The four study groups were in some ways very similar and in others very different. The average age was 34, with little variation between studies, and the groups were predominantly white (78%), with only 6% African American.

In other ways they were very different: EXPLORE was recruited from a ‘high-risk’ group of gay men and STEP from a largely low-risk group. One in six of the men had been celibate or monogamous in the last six months, but this varied from 8% in EXPLORE to 51% in STEP; 60% in EXPLORE but only 11% in STEP had had six partners or more in the last six months; 13% of the men in EXPLORE had used methamphetamine but only 4% in STEP.

All risk reduction strategies helped to curb HIV infections, but some much more than others – and the safety hierarchy wasn’t what researchers had expected.

HIV annual incidence in people with no safer-sex strategy was 2.95%. In serosorters, it was 1.44% (a 51% reduction in HIV incidence).

After this, the next riskiest thing was 100% condom use/no anal sex: the seroconversion rate in this group was 0.76% a year (74% reduction). Seropositioning was about as safe: the incidence rate was 0.73% (75% reduction).

Men who were ‘top only’ only had an HIV incidence rate of 0.4% (86% reduction). And the safest option of all was old-fashioned monogamy; in monogamous men the annual HIV incidence rate was only 0.25%, a 91.5% reduction in HIV risk.

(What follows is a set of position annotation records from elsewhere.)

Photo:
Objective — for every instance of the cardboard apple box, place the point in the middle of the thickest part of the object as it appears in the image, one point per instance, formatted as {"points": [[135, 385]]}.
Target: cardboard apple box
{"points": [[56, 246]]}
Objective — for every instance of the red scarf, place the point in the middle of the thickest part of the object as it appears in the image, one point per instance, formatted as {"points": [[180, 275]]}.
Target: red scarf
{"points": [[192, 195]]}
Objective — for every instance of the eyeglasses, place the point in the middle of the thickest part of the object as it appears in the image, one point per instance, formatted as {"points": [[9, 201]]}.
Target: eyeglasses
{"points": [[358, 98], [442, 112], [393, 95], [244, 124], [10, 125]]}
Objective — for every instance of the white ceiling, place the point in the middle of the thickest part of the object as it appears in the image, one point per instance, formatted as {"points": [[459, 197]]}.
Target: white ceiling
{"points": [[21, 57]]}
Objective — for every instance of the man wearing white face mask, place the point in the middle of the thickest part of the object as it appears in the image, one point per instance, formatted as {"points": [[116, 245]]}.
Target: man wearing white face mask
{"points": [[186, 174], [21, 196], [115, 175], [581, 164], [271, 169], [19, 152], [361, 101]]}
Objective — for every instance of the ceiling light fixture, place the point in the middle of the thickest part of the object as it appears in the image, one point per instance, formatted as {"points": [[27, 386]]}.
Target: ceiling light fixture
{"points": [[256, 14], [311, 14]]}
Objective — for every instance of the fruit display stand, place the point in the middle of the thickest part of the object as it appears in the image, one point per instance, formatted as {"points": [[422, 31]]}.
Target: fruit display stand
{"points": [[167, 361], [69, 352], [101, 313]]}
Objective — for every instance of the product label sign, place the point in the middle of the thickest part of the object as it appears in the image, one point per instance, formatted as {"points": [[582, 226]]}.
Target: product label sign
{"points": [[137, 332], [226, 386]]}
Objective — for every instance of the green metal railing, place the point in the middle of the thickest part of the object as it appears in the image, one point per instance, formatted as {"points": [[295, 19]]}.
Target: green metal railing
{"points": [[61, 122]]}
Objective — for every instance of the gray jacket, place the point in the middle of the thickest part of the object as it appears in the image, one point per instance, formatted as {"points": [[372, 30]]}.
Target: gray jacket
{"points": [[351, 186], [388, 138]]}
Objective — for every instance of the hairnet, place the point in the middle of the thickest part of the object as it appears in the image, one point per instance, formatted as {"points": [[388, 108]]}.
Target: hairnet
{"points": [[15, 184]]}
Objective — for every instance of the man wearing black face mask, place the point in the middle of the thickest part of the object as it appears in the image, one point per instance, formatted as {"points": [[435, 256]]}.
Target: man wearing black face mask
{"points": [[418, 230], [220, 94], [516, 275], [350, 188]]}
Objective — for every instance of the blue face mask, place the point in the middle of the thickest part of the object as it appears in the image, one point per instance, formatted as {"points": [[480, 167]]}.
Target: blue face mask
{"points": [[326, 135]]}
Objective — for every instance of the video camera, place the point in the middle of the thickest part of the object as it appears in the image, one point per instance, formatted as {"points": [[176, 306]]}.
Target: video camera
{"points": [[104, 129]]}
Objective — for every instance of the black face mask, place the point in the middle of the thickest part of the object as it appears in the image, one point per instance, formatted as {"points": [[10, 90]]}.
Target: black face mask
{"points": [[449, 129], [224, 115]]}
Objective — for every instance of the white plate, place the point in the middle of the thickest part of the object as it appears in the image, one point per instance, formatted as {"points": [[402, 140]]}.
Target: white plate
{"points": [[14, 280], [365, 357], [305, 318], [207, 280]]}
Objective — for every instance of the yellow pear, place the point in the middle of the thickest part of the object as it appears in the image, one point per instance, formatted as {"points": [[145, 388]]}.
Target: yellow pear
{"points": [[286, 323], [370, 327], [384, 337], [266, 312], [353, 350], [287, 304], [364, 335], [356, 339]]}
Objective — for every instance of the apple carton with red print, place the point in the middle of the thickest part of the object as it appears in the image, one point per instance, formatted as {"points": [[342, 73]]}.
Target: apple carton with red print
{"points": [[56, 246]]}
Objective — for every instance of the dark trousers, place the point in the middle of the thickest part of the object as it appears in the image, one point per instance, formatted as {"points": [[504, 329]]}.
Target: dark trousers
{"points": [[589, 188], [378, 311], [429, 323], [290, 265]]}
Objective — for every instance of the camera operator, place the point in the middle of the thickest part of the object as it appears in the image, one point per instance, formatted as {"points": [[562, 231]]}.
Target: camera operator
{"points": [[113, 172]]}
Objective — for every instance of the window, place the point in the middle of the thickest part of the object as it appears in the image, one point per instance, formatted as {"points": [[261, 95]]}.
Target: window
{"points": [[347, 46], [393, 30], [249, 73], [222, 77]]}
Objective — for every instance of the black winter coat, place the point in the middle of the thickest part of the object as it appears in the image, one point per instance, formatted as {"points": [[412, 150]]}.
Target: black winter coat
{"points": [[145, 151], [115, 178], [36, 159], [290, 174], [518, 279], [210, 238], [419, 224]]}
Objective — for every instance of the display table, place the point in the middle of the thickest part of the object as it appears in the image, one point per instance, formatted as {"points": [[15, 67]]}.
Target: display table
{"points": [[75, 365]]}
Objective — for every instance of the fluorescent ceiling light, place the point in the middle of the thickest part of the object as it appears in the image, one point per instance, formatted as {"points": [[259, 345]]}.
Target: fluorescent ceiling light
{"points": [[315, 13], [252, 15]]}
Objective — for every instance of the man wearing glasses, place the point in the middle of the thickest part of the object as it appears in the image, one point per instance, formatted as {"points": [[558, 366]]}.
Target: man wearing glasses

Studies of serosorting have in the past suffered from small numbers and wide confidence intervals. Although the validity of the risk categories and the methodology of individual behavioural questionnaires may be challenged, this is a large enough meta-analysis to more reliably establish the risk of different methods. The 74% reduction seen with 100% condom use is not incompatible with figures arrived at in the relatively few studies of condom efficacy in gay men: what perhaps is more of a surprise is that having a trusted, monogamous relationship or being an exclusive top are so much more protective than this.

References

Vallabhaneni S et al. Seroadaptive behavior: association with seroconversion among HIV- MSM. Nineteenth Conference on Retroviruses and Opportunistic Infections (CROI), Seattle, abstract 140, 2012. The abstract is available on the official conference website.